Kuwait’s political relations with Iraq remain rocky as territorial disputes, e.g. those in relation to the Kuwaiti Mubarak al-Kabeer Port and the Iraqi Al-Faw Port expansion, create tensions that occasionally result in military deployments or the detention of fishermen. However, Iraq has significantly improved relations with Kuwait by resolving the ongoing dispute over Iraqi debts to Kuwait relating to the Gulf War of 1990–91 and the risk of an outright military confrontation is low. Kuwait’s relations with Iran have also improved markedly since the election of the more centrist President Hassan Rowhani in 2013. Moreover, a rapprochement between Iran and the US, a long-time Kuwaiti ally, in the form of a nuclear agreement could lead to further improvement.
After a long period of political instability, in which there was strong opposition in parliament to the al Sabah family’s dominance of the government, the current parliament is more cooperative than previous parliaments. However, the continued presence of members who are less supportive of government policy, or the al Sabah’s rule, will continue to prove disruptive. With the prime minister’s popularity appearing to wane gradually, lawmakers will continue to pursue interrogation requests to undermine the al Sabah family’s dominance of the cabinet. Outside the parliament, divisions are becoming apparent as the family members of al Sabah are positioning themselves to become the next crown prince. This is unlikely to threaten the family’s dominance but as each faction of the family has allies in parliament that it uses to block legislation sponsored by rivals and corruption allegations are used to discredit MPs and senior officials, reforming the system will be difficult.

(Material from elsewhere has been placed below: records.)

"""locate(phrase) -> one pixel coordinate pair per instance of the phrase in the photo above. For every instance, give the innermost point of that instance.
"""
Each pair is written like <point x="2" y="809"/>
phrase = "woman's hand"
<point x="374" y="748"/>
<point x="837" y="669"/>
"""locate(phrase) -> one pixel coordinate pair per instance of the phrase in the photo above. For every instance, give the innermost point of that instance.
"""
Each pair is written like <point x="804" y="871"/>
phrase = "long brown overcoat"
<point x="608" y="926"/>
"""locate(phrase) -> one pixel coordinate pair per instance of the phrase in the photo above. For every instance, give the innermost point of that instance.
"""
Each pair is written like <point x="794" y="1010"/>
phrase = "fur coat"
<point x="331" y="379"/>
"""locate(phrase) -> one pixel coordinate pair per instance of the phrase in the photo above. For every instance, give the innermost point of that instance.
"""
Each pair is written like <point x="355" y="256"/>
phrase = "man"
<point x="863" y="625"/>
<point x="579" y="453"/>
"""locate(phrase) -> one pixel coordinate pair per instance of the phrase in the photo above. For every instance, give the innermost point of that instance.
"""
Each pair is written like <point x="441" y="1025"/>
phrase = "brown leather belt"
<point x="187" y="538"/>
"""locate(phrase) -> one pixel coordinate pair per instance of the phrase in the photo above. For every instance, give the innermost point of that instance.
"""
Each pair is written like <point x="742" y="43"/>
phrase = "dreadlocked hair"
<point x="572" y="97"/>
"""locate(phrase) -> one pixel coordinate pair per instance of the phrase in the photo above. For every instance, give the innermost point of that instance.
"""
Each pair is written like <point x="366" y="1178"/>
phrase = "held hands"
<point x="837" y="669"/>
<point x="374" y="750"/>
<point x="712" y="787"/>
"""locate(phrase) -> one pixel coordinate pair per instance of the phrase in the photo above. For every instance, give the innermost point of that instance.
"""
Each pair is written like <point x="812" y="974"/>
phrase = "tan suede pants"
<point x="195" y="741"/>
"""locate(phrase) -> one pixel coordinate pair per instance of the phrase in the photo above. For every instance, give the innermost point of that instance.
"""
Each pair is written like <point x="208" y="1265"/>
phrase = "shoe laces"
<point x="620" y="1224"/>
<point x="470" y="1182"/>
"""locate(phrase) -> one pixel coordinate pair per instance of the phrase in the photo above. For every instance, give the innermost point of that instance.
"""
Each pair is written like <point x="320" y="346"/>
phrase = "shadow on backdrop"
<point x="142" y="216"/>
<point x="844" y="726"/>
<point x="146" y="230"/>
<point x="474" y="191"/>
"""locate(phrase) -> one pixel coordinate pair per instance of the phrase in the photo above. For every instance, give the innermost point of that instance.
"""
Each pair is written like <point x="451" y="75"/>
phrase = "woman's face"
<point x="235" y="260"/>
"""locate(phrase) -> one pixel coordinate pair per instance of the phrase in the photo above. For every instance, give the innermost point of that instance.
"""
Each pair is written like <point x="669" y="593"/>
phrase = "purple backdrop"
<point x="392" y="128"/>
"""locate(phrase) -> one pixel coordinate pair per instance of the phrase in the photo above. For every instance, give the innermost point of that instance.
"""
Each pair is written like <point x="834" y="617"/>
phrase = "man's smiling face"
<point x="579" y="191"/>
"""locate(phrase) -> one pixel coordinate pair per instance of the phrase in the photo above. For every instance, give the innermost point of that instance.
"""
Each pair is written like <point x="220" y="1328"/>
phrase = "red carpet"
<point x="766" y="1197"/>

Kuwait’s small and open economy is undiversified and almost fully based on the oil sector, which is a source of financial strength, but also a severe structural weakness. Kuwait holds the sixth-largest proven oil reserves in the world, enough to sustain current production of 3m bpd for 90 years. Kuwait is the world's eighth-largest oil producer. The oil sector is managed by the state and the degree of state intervention in general is high. Structural shortages of water and arable land imply that the prospects for Kuwait's manufacturing and agricultural sectors are extremely limited. 98% of the population lives in the cities and 69% of it consists of immigrants, which make up 80% of the labour force. High wages and favourable working conditions keep Kuwaiti nationals working in the public sector, where they account for 80% of employment. The private sector relies on immigrant labour workforce (95% of employment). The disparities in income and working conditions between Kuwaiti´s and immigrants are large. Kuwait also hosts 106,000 stateless Arabs, called bidoons, that do not have citizenship and do not enjoy the same benefits as nationals. The al-Sabah dynasty has been ruling the country since 1899. The current Emir is head of state and wields executive power. He appoints the government and key ministers are from the al-Sabah family. Legislative power is held by 50 elected members of parliament (MPs) and 16 government appointed MPs. Political parties are prohibited, so MPs are independents. The original institutional framework of 1961 allows real effective power for elected MPs, making Kuwait’s political system the most democratic regime among the GCC. The US is an important ally and Kuwait is part of the Gulf Cooperation Council which also has a military branch called the Peninsula Shield Force.